Inspiring people that followed their dreams: Walt Disney

Walt Disney

I am going to write several blogs about people that I have found to be an inspiration. People that had a dream and never gave up, no matter what the challenges they faced. I hope by writing these blogs you too can see that dreams don't just happen. You don't go to bed with an idea and tadaa the next morning it is there waiting for you. I takes hard work, courage, motivation and not giving up. In this blog I will be speaking about Walt Disney and in his famous words: 


'All dreams can come true, if we have the courage to pursue them!' - Walt Disney


For Walt Disney it was no overnight success either! He worked very hard and even when things got though he did not give up and believed in his dream.

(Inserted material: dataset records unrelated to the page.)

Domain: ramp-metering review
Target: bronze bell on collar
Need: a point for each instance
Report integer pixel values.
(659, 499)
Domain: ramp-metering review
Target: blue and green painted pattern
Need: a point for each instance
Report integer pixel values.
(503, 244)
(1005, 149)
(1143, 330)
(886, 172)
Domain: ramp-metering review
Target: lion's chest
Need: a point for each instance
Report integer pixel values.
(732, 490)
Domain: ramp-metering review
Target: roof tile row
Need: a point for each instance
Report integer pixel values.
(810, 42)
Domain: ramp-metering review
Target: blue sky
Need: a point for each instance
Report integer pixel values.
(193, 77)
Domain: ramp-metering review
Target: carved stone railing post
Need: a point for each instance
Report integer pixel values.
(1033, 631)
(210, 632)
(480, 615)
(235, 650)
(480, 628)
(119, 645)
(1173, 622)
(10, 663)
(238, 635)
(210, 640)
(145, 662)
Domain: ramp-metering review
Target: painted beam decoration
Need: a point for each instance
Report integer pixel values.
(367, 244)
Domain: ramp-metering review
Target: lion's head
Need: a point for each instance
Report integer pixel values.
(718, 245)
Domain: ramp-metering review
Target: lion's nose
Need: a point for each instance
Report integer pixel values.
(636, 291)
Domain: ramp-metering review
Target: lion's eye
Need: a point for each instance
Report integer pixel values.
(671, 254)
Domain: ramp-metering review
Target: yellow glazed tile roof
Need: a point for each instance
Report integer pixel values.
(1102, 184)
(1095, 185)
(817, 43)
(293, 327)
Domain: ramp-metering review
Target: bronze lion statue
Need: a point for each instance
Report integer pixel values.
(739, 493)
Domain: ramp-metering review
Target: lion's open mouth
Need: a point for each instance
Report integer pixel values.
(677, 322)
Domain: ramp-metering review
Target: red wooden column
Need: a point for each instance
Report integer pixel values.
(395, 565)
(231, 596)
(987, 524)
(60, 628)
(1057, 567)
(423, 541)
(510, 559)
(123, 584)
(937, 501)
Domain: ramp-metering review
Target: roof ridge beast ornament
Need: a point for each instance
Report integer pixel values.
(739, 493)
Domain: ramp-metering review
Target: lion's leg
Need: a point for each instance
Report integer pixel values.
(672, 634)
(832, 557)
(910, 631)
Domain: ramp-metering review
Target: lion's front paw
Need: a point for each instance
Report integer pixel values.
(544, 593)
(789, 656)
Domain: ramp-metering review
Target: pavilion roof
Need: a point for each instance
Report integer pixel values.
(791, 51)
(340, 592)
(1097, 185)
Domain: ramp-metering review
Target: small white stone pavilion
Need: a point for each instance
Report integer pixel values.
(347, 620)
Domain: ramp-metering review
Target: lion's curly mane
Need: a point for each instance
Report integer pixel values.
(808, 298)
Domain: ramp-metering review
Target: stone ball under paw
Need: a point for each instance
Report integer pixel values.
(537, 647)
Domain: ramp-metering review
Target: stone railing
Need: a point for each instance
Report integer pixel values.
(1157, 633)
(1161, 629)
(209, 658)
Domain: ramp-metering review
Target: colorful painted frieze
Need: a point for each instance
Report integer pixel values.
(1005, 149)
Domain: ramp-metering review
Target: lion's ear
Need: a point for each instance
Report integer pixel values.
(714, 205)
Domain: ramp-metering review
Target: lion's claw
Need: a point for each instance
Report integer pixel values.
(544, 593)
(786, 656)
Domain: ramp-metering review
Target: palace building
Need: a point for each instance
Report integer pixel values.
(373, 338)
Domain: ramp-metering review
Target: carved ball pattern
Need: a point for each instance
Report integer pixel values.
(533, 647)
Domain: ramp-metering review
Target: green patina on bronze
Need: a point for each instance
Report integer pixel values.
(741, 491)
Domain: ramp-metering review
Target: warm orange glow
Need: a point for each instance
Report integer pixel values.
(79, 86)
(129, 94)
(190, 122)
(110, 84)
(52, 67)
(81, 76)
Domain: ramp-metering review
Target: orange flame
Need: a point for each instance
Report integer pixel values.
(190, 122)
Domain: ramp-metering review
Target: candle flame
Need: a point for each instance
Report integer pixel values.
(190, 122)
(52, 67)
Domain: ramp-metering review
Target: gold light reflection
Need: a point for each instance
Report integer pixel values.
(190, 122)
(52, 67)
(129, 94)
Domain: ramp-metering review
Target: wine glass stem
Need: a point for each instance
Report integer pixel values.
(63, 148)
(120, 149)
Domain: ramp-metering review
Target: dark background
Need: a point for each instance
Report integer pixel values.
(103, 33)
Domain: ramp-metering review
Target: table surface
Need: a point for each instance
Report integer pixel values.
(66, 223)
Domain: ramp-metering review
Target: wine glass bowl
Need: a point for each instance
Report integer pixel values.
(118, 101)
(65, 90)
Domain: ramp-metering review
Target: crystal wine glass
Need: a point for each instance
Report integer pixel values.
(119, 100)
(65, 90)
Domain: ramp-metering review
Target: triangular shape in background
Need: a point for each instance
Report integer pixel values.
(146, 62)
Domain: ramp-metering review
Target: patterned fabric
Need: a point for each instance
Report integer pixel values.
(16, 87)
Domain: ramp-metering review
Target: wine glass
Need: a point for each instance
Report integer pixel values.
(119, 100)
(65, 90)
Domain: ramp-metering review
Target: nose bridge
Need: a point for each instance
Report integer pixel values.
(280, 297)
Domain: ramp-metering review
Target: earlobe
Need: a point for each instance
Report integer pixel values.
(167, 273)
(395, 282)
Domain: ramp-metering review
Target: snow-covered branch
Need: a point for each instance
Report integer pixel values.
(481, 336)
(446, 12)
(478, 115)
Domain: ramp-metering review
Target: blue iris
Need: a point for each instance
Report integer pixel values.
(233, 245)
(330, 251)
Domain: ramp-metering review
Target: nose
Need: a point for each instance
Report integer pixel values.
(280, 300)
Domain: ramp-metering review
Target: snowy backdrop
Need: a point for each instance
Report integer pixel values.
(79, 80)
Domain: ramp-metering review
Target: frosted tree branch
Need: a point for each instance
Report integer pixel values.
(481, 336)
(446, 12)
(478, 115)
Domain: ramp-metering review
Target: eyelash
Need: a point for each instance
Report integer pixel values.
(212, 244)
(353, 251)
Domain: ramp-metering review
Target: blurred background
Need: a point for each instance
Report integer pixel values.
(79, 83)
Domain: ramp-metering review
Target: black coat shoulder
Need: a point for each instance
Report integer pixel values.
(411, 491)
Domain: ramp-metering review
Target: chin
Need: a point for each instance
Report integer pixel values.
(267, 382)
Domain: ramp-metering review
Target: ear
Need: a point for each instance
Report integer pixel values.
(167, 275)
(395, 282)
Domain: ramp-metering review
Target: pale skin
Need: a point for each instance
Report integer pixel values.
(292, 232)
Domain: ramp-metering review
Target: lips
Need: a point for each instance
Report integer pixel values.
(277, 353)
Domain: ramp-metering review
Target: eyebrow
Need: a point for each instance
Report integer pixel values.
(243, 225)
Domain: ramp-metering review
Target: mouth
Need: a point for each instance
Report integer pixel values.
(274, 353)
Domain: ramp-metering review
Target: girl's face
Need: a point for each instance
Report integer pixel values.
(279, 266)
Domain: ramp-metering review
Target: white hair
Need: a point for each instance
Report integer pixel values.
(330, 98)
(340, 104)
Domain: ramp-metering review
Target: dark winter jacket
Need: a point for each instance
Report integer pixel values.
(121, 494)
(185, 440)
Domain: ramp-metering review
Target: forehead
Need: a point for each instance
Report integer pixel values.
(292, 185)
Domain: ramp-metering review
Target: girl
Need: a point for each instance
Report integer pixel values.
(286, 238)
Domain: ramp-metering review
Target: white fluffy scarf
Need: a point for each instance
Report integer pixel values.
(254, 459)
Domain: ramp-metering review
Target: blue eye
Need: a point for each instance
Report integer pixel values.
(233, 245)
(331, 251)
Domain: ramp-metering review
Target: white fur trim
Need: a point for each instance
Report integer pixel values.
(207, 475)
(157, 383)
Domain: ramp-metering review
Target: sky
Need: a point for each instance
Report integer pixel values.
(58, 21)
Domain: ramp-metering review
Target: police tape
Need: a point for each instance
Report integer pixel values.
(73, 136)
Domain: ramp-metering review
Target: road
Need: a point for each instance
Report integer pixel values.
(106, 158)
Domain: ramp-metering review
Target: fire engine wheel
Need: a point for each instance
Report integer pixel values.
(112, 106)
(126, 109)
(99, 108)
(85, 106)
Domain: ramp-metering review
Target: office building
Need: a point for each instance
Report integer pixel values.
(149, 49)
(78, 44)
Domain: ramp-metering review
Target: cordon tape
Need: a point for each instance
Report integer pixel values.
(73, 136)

Walt Disney was born in 1901 in Chicago, and very shortly after they moved to a farm in Marceline, Missouri where they lived very happily. This is where Walt started drawing. He had a friend called Doc. Sherwood who had a beautiful stallion called Rupert, he drew a picture of this stallion and received nickel for this drawing. In 1911 the family moved to Kansas City, Missouri. Here in Kansas he met Walter Pfeiffer who introduced him to vaudeville and motion pictures. Walt's dad bought a paper round and Walt and his older brother Roy had to help out with the paper rounds. He was so young and yet working so hard. Already at this time he was working hard to fulfil his dream. He was doing the paper round before and after school and in the weekends he would attend courses to improve his drawing.  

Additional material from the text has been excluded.